On the Move: Things in Motion on Earth and Beyond
- Author: Romana Romanyshyn and Andriy Lesiv
- Original title: Куди і звідки
- Translator: Oksana Lushchevska (English)
- Illustrator: Romana Romanyshyn and Andriy Lesiv
- Language: Ukrainian (original)
- Genre: Children's non-fiction; picture book
- Publication date: 2020 (Ukrainian edition); 20 May 2025 (English edition)
- Publication place: Ukraine
- Pages: 64
- ISBN: 978-617-679-821-7

= On the Move: Things in Motion on Earth and Beyond =

2020 book by Romana Romanyshyn and Andriy Lesiv

On the Move: Things in Motion on Earth and Beyond (Куди і звідки) is a Ukrainian children's non-fiction picture book written and illustrated by the Ukrainian duo Romana Romanyshyn and Andriy Lesiv.

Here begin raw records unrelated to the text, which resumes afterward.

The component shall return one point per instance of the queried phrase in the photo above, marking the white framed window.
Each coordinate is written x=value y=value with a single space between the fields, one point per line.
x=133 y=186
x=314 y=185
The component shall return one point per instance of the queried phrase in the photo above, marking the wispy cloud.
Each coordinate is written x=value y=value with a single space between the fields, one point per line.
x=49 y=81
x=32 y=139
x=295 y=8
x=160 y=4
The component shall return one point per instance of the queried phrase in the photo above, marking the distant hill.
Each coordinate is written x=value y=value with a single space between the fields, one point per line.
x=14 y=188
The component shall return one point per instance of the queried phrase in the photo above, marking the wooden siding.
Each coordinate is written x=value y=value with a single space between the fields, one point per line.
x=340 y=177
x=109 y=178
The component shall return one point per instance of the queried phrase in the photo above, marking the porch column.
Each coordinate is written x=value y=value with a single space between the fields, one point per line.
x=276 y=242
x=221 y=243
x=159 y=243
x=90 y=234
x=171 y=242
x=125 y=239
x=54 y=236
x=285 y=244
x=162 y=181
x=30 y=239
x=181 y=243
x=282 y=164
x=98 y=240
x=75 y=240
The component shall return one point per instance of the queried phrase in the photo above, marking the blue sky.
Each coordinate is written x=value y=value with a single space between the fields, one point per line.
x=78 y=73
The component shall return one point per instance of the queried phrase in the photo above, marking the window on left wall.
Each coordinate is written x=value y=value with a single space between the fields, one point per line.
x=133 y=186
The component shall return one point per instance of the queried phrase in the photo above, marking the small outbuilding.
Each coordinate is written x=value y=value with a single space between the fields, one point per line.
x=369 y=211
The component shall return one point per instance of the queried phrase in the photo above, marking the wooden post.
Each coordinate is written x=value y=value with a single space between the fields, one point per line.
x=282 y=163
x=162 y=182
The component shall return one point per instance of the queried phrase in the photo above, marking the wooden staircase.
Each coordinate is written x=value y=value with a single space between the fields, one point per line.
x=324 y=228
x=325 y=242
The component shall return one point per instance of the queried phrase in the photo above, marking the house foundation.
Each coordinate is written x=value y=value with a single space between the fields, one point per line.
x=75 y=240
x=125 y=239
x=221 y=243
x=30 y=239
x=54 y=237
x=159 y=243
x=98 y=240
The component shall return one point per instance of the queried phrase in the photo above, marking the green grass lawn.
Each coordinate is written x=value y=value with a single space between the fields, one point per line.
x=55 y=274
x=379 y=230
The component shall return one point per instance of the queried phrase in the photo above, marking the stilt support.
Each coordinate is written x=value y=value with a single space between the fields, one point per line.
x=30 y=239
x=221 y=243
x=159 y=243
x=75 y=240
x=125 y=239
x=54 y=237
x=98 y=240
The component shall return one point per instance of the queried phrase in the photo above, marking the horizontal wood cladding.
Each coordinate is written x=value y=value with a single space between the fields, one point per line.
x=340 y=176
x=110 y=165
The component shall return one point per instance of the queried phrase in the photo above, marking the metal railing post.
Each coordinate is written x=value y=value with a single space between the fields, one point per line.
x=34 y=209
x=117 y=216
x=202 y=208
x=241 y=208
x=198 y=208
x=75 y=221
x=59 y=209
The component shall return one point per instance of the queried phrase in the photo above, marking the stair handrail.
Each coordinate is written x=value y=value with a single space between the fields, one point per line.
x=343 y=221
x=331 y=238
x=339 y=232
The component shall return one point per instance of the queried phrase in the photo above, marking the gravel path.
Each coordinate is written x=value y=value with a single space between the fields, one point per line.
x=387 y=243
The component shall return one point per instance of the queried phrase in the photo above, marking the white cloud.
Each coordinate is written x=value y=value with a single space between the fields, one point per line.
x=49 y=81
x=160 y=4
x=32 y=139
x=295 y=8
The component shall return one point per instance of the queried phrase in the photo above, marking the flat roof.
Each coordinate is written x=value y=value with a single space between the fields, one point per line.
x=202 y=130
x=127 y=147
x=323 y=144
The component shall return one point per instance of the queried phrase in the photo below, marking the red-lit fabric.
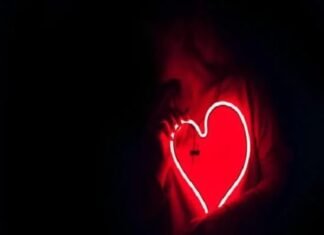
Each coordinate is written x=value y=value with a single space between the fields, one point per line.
x=222 y=153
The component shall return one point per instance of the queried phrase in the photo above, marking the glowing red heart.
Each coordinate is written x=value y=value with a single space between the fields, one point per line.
x=224 y=147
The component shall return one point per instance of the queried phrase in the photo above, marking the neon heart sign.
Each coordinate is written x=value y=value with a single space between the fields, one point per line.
x=204 y=134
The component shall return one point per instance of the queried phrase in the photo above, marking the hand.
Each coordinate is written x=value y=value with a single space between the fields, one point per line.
x=168 y=126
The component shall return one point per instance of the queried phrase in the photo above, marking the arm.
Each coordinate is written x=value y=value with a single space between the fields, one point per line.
x=273 y=160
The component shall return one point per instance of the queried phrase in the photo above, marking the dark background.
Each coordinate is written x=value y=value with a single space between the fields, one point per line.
x=80 y=76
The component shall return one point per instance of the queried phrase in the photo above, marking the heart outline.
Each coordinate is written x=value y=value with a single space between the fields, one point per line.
x=204 y=135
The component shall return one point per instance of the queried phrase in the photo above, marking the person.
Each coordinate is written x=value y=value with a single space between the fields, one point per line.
x=196 y=71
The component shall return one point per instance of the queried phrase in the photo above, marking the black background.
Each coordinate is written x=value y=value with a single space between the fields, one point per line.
x=80 y=77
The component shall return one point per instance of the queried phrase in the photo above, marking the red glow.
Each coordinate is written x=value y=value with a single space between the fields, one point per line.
x=222 y=165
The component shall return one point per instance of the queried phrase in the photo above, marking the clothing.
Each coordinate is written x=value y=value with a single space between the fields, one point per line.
x=267 y=158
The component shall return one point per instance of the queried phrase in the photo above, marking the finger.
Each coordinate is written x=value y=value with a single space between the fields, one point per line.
x=165 y=127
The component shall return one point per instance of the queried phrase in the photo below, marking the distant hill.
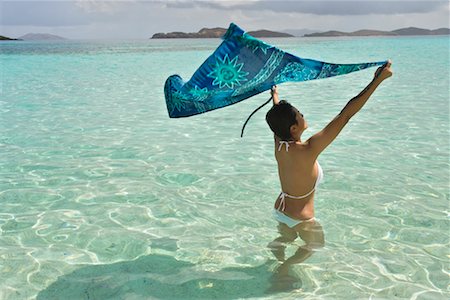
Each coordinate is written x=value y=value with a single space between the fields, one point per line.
x=40 y=37
x=215 y=33
x=5 y=38
x=398 y=32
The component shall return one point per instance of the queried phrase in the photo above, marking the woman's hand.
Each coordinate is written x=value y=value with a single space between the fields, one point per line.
x=384 y=72
x=274 y=94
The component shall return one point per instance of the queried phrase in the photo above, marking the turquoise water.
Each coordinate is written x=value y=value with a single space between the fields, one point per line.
x=104 y=197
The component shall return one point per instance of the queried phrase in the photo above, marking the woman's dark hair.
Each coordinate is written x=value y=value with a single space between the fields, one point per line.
x=280 y=119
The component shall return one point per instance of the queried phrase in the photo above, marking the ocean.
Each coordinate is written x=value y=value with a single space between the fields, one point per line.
x=102 y=196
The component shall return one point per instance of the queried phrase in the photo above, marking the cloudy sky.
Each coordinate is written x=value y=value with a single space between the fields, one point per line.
x=133 y=19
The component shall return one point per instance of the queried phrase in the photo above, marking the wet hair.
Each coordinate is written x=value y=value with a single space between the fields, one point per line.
x=280 y=119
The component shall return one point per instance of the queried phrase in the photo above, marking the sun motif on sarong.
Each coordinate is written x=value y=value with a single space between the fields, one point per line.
x=199 y=94
x=228 y=73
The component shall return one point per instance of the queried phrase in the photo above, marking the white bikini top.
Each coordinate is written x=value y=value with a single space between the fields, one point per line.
x=283 y=195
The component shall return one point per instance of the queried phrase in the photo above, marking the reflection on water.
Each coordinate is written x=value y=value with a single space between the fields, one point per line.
x=162 y=277
x=311 y=233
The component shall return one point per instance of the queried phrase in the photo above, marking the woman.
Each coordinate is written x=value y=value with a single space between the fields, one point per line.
x=299 y=171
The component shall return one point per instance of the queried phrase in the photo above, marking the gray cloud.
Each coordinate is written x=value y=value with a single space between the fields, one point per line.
x=42 y=13
x=319 y=7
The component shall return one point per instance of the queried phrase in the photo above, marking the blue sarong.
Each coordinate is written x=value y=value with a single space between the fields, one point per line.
x=241 y=67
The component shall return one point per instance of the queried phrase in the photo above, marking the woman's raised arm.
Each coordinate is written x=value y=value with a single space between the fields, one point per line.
x=322 y=139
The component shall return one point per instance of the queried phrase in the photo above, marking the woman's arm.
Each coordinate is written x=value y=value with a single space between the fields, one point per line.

The book was first published in Ukraine in 2020 by Vydavnyctvo Staroho Leva, and an English-language edition translated by Oksana Lushchevska was published by Enchanted Lion Books in 2025.

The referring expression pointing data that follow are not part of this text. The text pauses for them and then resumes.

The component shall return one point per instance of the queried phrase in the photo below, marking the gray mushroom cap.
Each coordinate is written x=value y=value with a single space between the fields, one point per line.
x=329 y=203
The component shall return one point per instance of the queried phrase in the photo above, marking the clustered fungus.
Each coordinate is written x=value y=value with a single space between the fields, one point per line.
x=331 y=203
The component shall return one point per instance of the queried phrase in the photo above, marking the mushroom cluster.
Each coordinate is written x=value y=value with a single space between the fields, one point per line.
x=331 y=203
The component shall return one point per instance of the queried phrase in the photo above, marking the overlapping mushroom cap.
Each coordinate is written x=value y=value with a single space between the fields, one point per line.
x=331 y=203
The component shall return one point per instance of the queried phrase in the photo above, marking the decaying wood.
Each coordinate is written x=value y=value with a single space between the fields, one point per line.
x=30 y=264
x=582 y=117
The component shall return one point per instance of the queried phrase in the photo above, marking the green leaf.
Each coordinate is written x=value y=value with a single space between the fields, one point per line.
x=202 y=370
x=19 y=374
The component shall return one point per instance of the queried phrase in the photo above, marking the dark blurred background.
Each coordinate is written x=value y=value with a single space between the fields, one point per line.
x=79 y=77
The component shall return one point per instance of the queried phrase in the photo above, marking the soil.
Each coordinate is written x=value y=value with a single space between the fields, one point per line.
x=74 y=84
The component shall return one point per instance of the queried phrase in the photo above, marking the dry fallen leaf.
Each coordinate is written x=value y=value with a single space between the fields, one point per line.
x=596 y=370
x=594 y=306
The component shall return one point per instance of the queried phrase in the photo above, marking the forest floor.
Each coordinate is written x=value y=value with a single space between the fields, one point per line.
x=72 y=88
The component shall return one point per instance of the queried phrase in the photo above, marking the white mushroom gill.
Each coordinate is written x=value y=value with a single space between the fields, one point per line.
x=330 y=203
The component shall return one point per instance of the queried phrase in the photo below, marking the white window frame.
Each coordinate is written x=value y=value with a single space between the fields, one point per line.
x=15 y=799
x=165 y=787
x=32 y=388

The Ukrainian edition was included in the 2021 White Ravens catalogue.

==Review and reception==
Kirkus Reviews called the book an "informational picture book" and noted that it uses "bright, retro infographics to examine the concept of movement". The review highlighted the range of topics covered, spanning early human travel and technology. The review concluded that the book offers "sophisticated graphics, laden with information."